Поля, со всех сторон обступившие Городок, завалены корнями. Обновляют люди сады и готовят на зиму топливо. Древесину просушат, нарубят поленьев. Идет дерево и на продажу, ценные породы - вишня, орех и каштан. На земле разбросаны корневища. Трактором вывернут дерево с корнем, придут крестьяне, ствол отпилят, и останутся корни с влажными комьями почвы. Грузовики подберут бревна. Корневища лежат возле воронок на месте бывшего дерева. Пройдет дождь, вода смоет землю, и заржавеют в поле космы корней, поражая воображение путников и заставляя таких, как я, изобретать фонтаны.

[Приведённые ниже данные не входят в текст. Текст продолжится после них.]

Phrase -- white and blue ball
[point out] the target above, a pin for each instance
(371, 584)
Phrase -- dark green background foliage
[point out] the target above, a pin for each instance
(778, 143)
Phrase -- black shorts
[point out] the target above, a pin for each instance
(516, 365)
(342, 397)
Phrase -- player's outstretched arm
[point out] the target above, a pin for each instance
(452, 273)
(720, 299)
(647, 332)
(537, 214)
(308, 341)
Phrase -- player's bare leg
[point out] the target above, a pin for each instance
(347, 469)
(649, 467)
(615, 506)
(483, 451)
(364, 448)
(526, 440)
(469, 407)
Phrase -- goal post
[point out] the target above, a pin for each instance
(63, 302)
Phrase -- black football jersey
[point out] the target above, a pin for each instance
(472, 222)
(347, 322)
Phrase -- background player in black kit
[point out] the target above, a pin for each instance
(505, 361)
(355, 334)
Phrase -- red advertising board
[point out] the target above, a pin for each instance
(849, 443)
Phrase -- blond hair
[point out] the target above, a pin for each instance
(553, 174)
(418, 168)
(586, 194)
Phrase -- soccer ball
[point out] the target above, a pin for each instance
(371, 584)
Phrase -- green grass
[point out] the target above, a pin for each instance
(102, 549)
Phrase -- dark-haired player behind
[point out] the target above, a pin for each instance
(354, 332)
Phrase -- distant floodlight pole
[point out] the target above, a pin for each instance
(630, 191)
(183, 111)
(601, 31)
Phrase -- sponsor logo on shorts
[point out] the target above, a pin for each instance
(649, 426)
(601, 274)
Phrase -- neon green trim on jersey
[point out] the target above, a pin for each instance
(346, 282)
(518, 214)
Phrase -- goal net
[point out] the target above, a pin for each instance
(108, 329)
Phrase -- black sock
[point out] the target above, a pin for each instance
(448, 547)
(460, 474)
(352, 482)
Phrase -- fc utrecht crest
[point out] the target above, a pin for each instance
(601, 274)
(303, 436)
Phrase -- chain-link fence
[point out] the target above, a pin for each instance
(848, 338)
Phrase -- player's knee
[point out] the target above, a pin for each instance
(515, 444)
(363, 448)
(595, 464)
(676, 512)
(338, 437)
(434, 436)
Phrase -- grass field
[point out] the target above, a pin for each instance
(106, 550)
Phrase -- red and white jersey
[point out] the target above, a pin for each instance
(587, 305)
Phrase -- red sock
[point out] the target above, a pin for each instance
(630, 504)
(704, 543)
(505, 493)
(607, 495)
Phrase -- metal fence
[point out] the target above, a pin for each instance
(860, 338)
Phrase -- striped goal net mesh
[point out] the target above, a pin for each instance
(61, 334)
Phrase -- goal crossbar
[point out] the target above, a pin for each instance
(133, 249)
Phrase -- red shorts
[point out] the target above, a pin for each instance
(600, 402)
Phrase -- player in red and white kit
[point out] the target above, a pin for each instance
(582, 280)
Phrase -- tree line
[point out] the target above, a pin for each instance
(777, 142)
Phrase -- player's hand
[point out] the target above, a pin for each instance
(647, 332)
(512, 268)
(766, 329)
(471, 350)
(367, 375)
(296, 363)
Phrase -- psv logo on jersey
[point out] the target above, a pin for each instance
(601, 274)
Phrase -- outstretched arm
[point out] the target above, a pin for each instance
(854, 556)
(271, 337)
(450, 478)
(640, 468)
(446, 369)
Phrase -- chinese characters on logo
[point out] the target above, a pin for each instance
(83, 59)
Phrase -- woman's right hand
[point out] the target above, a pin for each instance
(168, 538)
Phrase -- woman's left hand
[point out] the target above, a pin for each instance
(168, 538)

Трудно бродить по полям, когда вокруг столько коряг. Каждая мнится мне частью фонтана. Надо найти подходящий кусок мрамора кубической формы; вспоминаю: кажется, видел нужный мне камень у стены при входе на кладбище. Может, мысль о фонтане мелькнула в уме на похоронах матери, когда мы входили на кладбище. Камень, что возле церкви, - собственность священника. Надо с ним переговорить, но мне не к спеху. Никто не торопит меня, как бывало в Америке, никто не гонится по пятам. Зато теперь я все делаю не спеша. Гляжу на бегущих мимо собак. Захожу в табачную лавку купить сигареты, смотрю в глаза Гарибальди, взирающему на меня с открытки. Выхожу из лавки и останавливаюсь возле Центральной площади: красный песчаник, в глубине громада собора, облицованного розовым мрамором, в полоске тени сидит человек в черном, перед ним, как протертые на коленях джинсы, две канистры из прозрачной пластмассы - блекло-голубые лужицы посреди пустынной площади. Вспомнил: так же неподвижно сидели индейцы под огромными валунами, увязшими в пустыне. Пришли на ум мосты через Ист-Ривер - Бруклинский, например; перед глазами снова копошились крошечные, как муравьи, негры: торговали вразнос у подножия пилонов; склонялись динамитчики-пуэрториканцы. Я подумал: в мире найдется немало других мест, где материя грандиозна и мал человек, забившийся в тень; где люди, возвращаясь домой или бродя в поисках новой полоски тени, напоминают индейцев, взваливших на спину горы, негров, сгибающихся под тяжестью мостов, или итальянцев, передвигающих на своих плечах кафедральные соборы. Но все это обман зрения. Мир огромных вещей неподвижен: он лишь отбрасывает тень, в гуще которой роятся маленькие человечки, мучит их безработица, терзают невзгоды, и все-таки, не будь их, разве не утратили бы своего великолепия и грандиозности все эти соборы, горные кряжи и мосты? Быть может, этой цели служит человеческое отродье?